Roche: Time to Start Over on the Eisenhower Memorial

Posted January 21, 2013 at 10:19am

Today President Barack Obama was ceremonially sworn in for a second term. The date also marks the 60th anniversary of President Dwight D. Eisenhower’s first inauguration.

Recent consensus among historians puts Ike in the first rank of U.S. presidents, though Congress reached this conclusion more than a decade ago, when it voted to build a national memorial honoring him in Washington, D.C. But the design that has finally emerged is so controversial it may not be built.

Designed by architect Frank Gehry, it is currently stalled in the approval process and faces opposition from the Eisenhower family, World War II veterans and members of Congress. Even if this design is built, it will likely remain a subject of controversy and thus a poor tribute to Eisenhower. These circumstances suggest it may be time to start over.

It wouldn’t be the first time a national memorial has gone back to the drawing board. The Franklin D. Roosevelt Memorial was redesigned twice when it failed to earn the approval of the Roosevelt family and the Commission of Fine Arts. The commission charged with building the World War II Memorial had to start over when its attempt to find a designer through a less-than-public process was deemed undemocratic and inappropriate. Rethinking controversial memorials is not unusual because people understand that objects of contention are unlikely to become the unifying national symbols we want memorials to be.

One member of the Eisenhower Memorial Commission has already opened the door to reconsidering the current design. The late Democratic Sen. Daniel K. Inouye of Hawaii, who was the commission’s vice chairman, wrote in a letter to his fellow commissioners this past summer that “given the continued opposition with the Eisenhower family, I question whether we can ever resolve the differences … and whether it would be in our best interest to continue to move forward.”

Without a redesign, it will also be difficult to redress the concerns that have stalled the current proposal in the approval process. Critics have cast doubt on the viability of its central elements, three cable-hung, eight-story-tall metal screens, which both Gehry and his critics describe as daringly experimental. Questions remain about how these will be built and maintained, and whether they will endure over time. That is a problem for the federal agencies that are required by law to certify that national memorials use durable and permanent materials. The National Capital Planning Commission has delayed reviewing the current design since the summer and won’t say when it might consider it.
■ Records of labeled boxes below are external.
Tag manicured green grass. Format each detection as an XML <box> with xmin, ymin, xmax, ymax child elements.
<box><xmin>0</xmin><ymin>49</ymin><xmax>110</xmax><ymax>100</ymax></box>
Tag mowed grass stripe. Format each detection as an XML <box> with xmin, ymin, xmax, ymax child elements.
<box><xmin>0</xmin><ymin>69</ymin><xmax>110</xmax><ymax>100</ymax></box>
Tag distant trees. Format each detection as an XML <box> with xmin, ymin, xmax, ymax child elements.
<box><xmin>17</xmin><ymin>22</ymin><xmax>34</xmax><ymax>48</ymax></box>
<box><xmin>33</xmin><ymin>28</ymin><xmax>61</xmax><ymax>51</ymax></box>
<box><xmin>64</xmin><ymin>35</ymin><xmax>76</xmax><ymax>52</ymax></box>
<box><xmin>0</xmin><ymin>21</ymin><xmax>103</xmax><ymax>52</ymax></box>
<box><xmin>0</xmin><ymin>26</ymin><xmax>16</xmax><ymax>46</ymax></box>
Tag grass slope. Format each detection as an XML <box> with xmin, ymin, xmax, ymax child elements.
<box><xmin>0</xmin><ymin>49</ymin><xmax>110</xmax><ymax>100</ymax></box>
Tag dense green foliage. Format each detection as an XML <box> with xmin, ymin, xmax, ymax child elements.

The use of experimental elements also appears to have driven up costs. Originally budgeted at $55 million to $75 million, or a little more than the memorials to Washington, Lincoln and Jefferson would cost if they were built today, the Eisenhower Memorial is now expected to cost $142 million and counting, 80 percent of which will be borne by taxpayers.

Practical questions of permanence and cost have a common cause in a selection process that gave us no alternatives to a controversial design. The Eisenhower Memorial Commission selected its designer before he developed a proposal, from a short list of established architects. As a result, Gehry never faced the possibility that the commission could go to someone else if his proposal turned out to be unbuildable or too expensive. He was free to follow his vision wherever it might lead.

The flaws in this selection process are now obvious, and we should revisit it. We might look to the public design competitions that are customary for national memorials and that produced four of the last five memorials on the National Mall, and all three of those to Sept. 11. Public competitions are open to everyone; judges choose anonymously submitted designs, not designers. Competitions also produce viable alternatives to unworkable winning designs and can enforce cost and durability requirements through selection criteria.

Most importantly, a public competition to redesign this memorial would establish a clear path to the consensus that has eluded it so far. Without that consensus, we cannot expect to obtain a unifying outcome, as the man we are honoring well understood. Eisenhower’s military and political achievements were also coordinated group efforts. Nothing less could produce the Allied victory in Europe or the Interstate Highway System. Similarly, nothing less than an inclusive design process can likely produce a broadly acceptable Eisenhower Memorial. Beyond any particular style or design, that is our common goal, and to meet it we should make a fresh start.

Sam Roche is a writer and a lecturer at the University of Miami School of Architecture. He is the spokesman for Right by Ike: Project for a New Eisenhower Memorial.